It’s been a wet autumn, the first in about twenty years according to my father’s calculations. While he was overseas, he rang in for reports and was glad to hear about the grass leaping away. Just before he came back, I dug up a few potatoes from the three big rows at the top of the vegetable patch. They looked fine, but when I cut into them I found that the centres were starting to go grey and soggy.
I always thought that potatoes were fine in the ground, but each time we visited the vegetable patch while the folks were away, I had visions from The Potato People by Pamela Allen. In that picture book, a little boy and his granny dig up mountains and mountains of potatoes. Tambourines and Treacle Tarts! exclaims grandma. Relying on a half memory of potato clamps, and leaning on the excuse that farming and gardening are my parents’ domain, I ignored that subconscious call to action. We usually relish our home grown potatoes and it was sickening to imagine them all rotting in the ground as a result of my laziness. Not that I did anything about the situation.
Dad came home and the next day he suggested we might get a bit of fresh air and exercise and dig up those potatoes. I protested all the way, as I always do when fresh air and exercise are suggested.
The crop was obviously ruined.
I didn’t want to feed Joe blighted potatoes.
Surely we should cut open a few….
Dad went up first and started work. Joe and I wandered out at our own pace. When we arrived, there were two little piles of potatoes glowing on the ground like golden nuggets. Dad was on the long handed spade, Joe commandeered the short handled fork, and I started to tickle them up with my fingers. It reminded me of one of those Dali Lama lists.
Every year go somewhere you’ve never been before.
Every day, get some earth on your hands.
Most of the spuds were long, like yams, and many of them were magnificently malformed. It’s exciting enough to discover potatoes with heads and bodies and potatoes with three legs, but a penguin, complete with flipper wings and a beaky head and capable of standing up…wow.
My friend Nick, who both writes and doesn’t write as fervently as I do, once quoted me a Tom Waites metaphor about creative process:
The best songs come out of the ground, just like a potato. You plan and plan, and then you wait for the potato.
Potato grubbing triggered thoughts for Dad too. His father was an award winning potato grower, on a farm just outside London.
My first love was a potato picker, Dad mused. A gypsy. She used to sneak up and grab me from behind. I was so…scared. We arranged to go on a date. She didn’t show up.
Later, we had harvesting machines. I remember one wet year. We had to pick by hand, squeezing mud off the spuds like you squeeze wet soap. There was plenty of swearing. We never planted that field again.
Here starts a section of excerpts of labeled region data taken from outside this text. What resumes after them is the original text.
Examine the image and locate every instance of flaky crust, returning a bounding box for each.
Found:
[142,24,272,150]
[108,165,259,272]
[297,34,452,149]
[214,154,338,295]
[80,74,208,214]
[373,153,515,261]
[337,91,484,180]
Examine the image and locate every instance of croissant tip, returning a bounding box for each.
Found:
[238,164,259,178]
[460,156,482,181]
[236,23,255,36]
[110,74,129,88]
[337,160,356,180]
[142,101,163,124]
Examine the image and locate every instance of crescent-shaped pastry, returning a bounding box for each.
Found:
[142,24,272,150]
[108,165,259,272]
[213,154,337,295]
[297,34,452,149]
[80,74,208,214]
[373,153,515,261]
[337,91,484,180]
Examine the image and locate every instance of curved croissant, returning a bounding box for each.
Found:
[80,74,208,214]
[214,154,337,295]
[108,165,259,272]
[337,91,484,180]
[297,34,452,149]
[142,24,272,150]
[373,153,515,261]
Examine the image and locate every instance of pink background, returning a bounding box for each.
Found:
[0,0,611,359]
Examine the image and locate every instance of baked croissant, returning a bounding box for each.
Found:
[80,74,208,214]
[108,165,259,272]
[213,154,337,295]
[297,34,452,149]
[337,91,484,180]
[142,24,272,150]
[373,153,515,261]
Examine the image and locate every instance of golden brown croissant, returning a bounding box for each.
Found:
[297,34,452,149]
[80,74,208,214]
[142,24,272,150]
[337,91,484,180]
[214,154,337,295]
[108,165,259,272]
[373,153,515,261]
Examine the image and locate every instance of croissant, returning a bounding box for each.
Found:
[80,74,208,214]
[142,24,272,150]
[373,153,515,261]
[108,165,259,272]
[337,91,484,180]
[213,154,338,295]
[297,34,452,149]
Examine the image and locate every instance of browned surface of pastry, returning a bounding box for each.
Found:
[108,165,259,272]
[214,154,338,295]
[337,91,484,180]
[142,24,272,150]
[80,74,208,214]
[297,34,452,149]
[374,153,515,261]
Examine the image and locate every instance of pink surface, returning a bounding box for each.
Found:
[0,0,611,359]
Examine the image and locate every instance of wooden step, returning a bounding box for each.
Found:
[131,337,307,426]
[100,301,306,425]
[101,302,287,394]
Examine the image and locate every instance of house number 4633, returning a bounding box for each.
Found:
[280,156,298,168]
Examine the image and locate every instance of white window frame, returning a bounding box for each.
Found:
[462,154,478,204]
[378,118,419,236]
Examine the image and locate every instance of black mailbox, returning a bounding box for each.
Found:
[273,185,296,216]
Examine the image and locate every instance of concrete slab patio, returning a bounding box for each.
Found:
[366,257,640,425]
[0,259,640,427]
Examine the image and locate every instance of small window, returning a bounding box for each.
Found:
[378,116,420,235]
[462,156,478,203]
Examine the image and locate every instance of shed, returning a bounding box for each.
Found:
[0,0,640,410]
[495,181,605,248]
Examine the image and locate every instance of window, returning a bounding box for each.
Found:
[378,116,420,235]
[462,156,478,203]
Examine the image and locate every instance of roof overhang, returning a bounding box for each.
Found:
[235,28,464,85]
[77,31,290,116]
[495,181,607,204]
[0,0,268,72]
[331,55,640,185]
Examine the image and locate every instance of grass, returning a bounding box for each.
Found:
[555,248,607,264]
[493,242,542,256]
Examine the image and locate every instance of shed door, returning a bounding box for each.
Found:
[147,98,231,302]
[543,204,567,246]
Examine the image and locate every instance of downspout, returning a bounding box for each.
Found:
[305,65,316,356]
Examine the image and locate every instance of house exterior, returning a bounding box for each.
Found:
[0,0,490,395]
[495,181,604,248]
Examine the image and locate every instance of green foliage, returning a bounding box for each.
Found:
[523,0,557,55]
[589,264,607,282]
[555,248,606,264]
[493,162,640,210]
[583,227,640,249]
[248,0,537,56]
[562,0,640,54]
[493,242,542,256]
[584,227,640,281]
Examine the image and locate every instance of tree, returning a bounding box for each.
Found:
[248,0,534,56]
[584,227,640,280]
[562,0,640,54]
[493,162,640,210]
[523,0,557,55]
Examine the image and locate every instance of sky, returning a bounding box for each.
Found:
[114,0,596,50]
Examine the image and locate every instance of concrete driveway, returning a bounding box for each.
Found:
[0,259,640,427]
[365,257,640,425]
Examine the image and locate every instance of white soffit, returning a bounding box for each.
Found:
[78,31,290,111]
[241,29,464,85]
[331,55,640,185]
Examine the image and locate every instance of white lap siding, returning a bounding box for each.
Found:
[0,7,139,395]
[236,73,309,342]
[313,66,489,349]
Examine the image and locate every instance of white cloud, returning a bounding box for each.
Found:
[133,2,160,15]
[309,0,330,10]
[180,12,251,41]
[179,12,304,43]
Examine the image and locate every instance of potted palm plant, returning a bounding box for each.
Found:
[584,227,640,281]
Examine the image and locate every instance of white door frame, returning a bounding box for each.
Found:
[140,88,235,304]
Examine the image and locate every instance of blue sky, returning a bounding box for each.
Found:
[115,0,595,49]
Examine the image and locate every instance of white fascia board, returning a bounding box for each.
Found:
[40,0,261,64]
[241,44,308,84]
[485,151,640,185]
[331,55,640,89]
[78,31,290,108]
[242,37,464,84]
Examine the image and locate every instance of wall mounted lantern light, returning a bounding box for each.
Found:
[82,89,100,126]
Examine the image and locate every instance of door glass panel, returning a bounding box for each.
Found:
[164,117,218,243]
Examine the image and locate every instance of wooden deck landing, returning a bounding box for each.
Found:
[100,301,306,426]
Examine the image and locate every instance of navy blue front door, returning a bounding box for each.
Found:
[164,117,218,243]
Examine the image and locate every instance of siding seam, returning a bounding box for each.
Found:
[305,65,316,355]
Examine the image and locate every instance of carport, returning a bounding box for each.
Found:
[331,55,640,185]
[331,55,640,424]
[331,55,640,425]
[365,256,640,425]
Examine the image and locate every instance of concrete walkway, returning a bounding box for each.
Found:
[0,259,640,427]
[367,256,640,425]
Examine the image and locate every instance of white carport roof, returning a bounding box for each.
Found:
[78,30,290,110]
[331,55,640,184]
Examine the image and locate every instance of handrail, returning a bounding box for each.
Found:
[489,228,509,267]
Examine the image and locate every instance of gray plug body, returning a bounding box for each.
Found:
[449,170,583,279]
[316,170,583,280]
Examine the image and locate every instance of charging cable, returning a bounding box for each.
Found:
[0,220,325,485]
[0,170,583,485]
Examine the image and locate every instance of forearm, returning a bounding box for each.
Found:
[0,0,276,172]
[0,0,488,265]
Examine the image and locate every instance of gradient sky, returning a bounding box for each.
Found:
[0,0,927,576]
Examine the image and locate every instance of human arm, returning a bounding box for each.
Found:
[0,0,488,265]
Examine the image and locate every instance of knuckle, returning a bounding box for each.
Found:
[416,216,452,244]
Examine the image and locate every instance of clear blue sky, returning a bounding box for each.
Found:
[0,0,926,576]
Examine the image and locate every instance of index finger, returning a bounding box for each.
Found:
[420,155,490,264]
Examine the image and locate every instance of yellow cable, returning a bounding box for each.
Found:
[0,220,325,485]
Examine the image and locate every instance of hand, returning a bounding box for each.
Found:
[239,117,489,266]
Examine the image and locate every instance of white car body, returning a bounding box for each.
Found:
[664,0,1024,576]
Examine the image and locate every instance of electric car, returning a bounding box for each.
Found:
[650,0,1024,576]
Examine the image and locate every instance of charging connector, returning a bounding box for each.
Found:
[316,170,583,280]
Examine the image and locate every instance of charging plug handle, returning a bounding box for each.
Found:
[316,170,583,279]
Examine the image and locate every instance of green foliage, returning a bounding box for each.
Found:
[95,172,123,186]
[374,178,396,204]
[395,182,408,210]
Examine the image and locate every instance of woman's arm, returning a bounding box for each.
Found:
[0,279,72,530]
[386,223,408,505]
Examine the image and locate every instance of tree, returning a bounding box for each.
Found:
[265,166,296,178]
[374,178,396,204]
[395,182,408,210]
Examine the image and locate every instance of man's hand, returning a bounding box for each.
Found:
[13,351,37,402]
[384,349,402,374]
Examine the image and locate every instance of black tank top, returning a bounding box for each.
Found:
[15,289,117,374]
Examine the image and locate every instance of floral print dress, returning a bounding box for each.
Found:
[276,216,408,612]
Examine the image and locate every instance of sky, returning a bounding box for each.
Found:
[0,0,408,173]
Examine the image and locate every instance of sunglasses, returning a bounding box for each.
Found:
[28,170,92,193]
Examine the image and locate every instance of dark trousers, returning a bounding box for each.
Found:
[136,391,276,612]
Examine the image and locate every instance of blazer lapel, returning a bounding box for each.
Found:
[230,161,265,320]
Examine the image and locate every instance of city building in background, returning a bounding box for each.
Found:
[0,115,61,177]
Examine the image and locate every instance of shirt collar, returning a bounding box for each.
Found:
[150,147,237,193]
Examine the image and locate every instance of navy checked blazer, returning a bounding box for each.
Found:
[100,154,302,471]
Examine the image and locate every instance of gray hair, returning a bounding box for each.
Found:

We got a barrow and a half out of the rows, not much of a crop really. We graded them and will store them separately. The ones that had been spiked with the fork were put in a bucket, to be cooked first.
These are bakers, said Dad, Can’t do that with new potatoes.
That night, my Kitchen Muse was out bar-loitering. Dad cooked the spuds down at the homestead and brought them up to our place for dinner. Those ruined potatoes, baked slowly and loaded with butter, were so good.